Nos pasamos el verano 2022 bailando al ritmo del “despechá” de Rosalía y llegamos a la navidad con el príncipe Harry de Inglaterra cantándole las cuarenta a su familia a través de entrevistas televisivas, libros y documentales. En el arranque del 2023 nos hemos topado con las memorias del segundo de a bordo del recién fallecido Papa emérito, George Gänswein, en las que airea las discrepancias entre Benedicto XVI y el Papa Francisco, también con la separación de Mario Vargas Llosa e Isabel Presley llevada al mundo de la literatura por el premio nobel en un cuento en el que asegura que se enamoró con la pichula y con la que es ya la canción más descargada en youtube y las redes sociales, la del productor Bizarrap en la que Shakira le muestra a su ex, Piqué, todo su desprecio.
Cantarle al despecho no es nuevo, ni escribirle, ni mostrarlo en el cine. El resentimiento y la consiguiente venganza es tan viejo como el mundo pero tengo la sensación de que hoy, en pleno siglo XXI, le damos más importancia que nunca. De hecho, todas las noticias citadas hasta ahora han sido las que más audiencia han atraído en estas últimas semanas. Nos preocupa la inflación, sí, el paro, saber si el mes que viene vamos a poder pagar la luz o no, la violencia de género y tantas otras cosas que marcan nuestras vidas, pero cuando nos ponen delante un buen ejemplo de dolor ajeno, de despecho amoroso, perdemos la perspectiva. O más bien percibimos la realidad de otra manera.
Puede que en esas noticias, con su seguimiento intensivo, busquemos evadirnos de un día a día que no nos gusta. La miseria ajena siempre ha tenido un público nutrido porque diluye la propia y quienes nos encargamos de contar las cosas que pasan, lo sabemos. Lo saben aún mejor quienes a través de interesantes estrategias de marketing y comunicación logran que nuestra percepción de la vida sea inventada. Ahí quería yo llegar, a la brecha que existe entre la realidad y lo que de verdad existe.
La inconclusa pandemia, el miedo a que nuestro mundo se pare en cualquier momento y nos vayamos sin siquiera despedirnos, nos ha convertido en apóstoles del carpe diem.

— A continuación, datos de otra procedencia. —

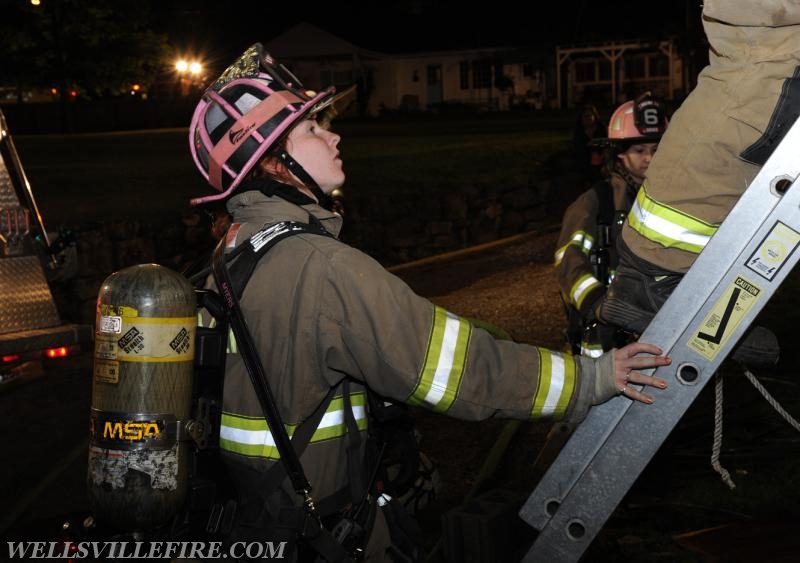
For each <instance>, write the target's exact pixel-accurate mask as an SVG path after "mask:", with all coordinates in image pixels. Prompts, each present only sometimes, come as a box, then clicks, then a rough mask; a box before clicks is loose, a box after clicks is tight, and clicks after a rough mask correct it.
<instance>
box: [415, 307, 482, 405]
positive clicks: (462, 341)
mask: <svg viewBox="0 0 800 563" xmlns="http://www.w3.org/2000/svg"><path fill="white" fill-rule="evenodd" d="M471 334H472V327H471V325H470V323H469V322H467V321H466V320H465V319H462V318H461V317H459V316H457V315H454V314H453V313H450V312H448V311H446V310H445V309H442V308H441V307H438V306H434V311H433V326H432V327H431V335H430V339H429V341H428V349H427V352H426V355H425V363H424V364H423V367H422V371H421V373H420V375H419V379H418V381H417V386H416V388H415V389H414V391H413V392H412V393H411V396H410V397H409V398H408V399H407V402H408V403H409V404H412V405H422V404H426V405H428V406H429V407H430V408H432V409H433V410H435V411H437V412H444V411H446V410H447V409H449V408H450V406H451V405H452V404H453V401H454V400H455V398H456V394H457V393H458V388H459V386H460V385H461V378H462V377H463V375H464V367H465V365H466V358H467V348H468V344H469V338H470V335H471Z"/></svg>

De nada sirve ya guardar y pensar en el futuro, porque ese mañana es hoy
Me pregunto a menudo cómo es posible que las distintas organizaciones solidarias insistan en facilitar cada día cifras más abultadas de personas a las que ayudan, que los gobiernos creen distintas herramientas para que los más vulnerables tengan cada día algo que llevarse a la boca o que las colas para solicitar prestaciones sean más largas mientras los comercios de productos no esenciales, los bares y restaurantes y todo lo relacionado con el ocio se llene sea la época del año que sea. Lograr que vivamos con una ilusión y una alegría que no se corresponde con los datos económicos es la labor de esas agencias de percepción de la realidad en que se han convertido los gabinetes de comunicación.
La inconclusa pandemia, el miedo a que nuestro mundo se pare en cualquier momento y nos vayamos sin siquiera despedirnos, nos ha convertido en apóstoles del carpe diem. De nada sirve ya guardar y pensar en el futuro, porque ese mañana es hoy. El ahorro de las familias ha caído, lo acumulado se va esfumando a pasos agigantados porque el hedonismo no sale gratis y, por supuesto, porque los precios se han disparado de tal manera que quitamos del montón más de lo que ponemos. Así todo, seguimos pensando que el momento hay que atraparlo sin esperar al futuro.
Vivimos en la era del marketing de percepciones. Existen millones de maneras de interpretar el mismo mundo, pero la persuasión que esa herramienta ejerce sobre las personas hace que lo interpretemos tal y como quieren quienes mueven los hilos económicos, que a fin de cuentas son los que nos hacen comportarnos de una u otra manera.
Manejar nuestras emociones es el objetivo prioritario de quienes deben conseguir que las mantengamos alegres. Tristes y deprimidos consumimos menos, mientras que en estado de alegría y felicidad nos sentimos capaces de afrontar cualquier situación por mucho que la cuenta corriente mengue. Así que conseguir que nos olvidemos de las noticias negativas, del dolor de las colas del hambre o de los bonos de comida se vuelve sencillo cuando esas agencias de la persuasión se encuentran con la posibilidad de que nos preocupemos más de la pichula de Vargas Llosa o del Casio y el Twingo que han sustituido al Ferrari o el Rolex de Shakira. ¿Qué otra cosa mueve el mundo con más fuerza que el desamor? El dinero, nada más.